Customer Reliability Engineer with NetApp

Remote (US)

$166.5K - 203.5K a year

We're forward-thinking technology people with heart. We make our own rules, drive our own opportunities, and try to approach every challenge with fresh eyes. Of course, we can't do it alone. We know when to ask for help, collaborate with others, and partner with smart people. We embrace diversity and openness because it's in our DNA. We push limits and reward great ideas. What is your great idea?

"At NetApp, we fully embrace and advance a diverse, inclusive global workforce with a culture of belonging that leverages the backgrounds and perspectives of all employees, customers, partners, and communities to foster a higher performing organization." -George Kurian, CEO

Job Summary

As a Customer Reliability Engineer, you'll manage a portfolio of customer-facing cloud services (SaaS/IaaS) ensuring overall availability, performance and security.

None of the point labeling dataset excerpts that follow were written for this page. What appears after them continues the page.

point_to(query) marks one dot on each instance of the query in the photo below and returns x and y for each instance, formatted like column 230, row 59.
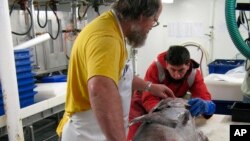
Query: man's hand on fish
column 199, row 106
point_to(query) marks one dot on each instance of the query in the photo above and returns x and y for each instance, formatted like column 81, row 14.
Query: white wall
column 189, row 21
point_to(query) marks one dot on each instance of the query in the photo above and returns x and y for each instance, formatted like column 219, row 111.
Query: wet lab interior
column 37, row 37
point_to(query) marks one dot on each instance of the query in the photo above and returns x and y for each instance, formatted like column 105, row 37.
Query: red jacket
column 143, row 103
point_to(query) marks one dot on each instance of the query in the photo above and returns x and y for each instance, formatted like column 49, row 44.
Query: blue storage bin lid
column 54, row 78
column 24, row 89
column 26, row 68
column 27, row 81
column 27, row 94
column 23, row 62
column 1, row 110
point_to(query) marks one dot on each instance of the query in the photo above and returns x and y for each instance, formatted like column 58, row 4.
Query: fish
column 169, row 120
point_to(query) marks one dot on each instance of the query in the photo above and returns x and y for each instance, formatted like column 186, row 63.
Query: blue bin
column 54, row 78
column 221, row 66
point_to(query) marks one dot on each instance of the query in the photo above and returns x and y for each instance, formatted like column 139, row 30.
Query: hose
column 233, row 28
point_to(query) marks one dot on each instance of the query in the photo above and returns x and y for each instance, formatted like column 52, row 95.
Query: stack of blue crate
column 25, row 79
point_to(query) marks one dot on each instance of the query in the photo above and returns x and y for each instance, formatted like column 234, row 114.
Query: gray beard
column 136, row 39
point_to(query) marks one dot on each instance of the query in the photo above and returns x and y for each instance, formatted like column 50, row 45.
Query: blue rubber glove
column 199, row 106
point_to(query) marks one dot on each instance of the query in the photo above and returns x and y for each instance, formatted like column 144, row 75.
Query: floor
column 44, row 130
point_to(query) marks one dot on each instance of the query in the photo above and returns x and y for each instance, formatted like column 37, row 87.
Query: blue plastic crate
column 26, row 81
column 25, row 100
column 221, row 66
column 22, row 54
column 54, row 78
column 23, row 69
column 25, row 75
column 25, row 89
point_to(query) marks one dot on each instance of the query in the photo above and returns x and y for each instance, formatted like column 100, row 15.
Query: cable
column 46, row 15
column 52, row 6
column 25, row 8
column 85, row 12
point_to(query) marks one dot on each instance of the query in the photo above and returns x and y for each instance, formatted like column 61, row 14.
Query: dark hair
column 177, row 55
column 133, row 9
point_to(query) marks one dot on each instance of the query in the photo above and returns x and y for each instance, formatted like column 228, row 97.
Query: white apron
column 83, row 126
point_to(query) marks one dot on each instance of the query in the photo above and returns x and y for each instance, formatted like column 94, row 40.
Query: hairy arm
column 158, row 90
column 106, row 104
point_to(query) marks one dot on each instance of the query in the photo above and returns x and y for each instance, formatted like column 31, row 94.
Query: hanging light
column 167, row 1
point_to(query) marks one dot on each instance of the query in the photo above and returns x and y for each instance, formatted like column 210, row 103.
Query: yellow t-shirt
column 98, row 50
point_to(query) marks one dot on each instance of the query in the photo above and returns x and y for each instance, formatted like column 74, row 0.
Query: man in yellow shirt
column 100, row 77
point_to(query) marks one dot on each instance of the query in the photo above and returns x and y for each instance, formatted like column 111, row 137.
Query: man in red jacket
column 176, row 70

You'll work in a highly collaborative environment with NetApp and Google/AWS/Microsoft teams from all over the world (RTP, Reykjavík, Bangalore, Sunnyvale, Redmond, and more). This position includes rotational on-call work as part of a global team due to the critical nature of the services we support.

Job Requirements

You will be working in a hectic and fast paced organization as an engineer on the Customer Reliability Engineering (CRE) team. This team is responsible for assisting NetApp Cloud Volume Services (CVS) and Astra customers in resolving complex technical issues in production environments. 

We are looking for a CRE with a deep understanding of complex distributed system platforms/cloud technologies and ability to simply articulate it to customers and SREs within a customer organization. 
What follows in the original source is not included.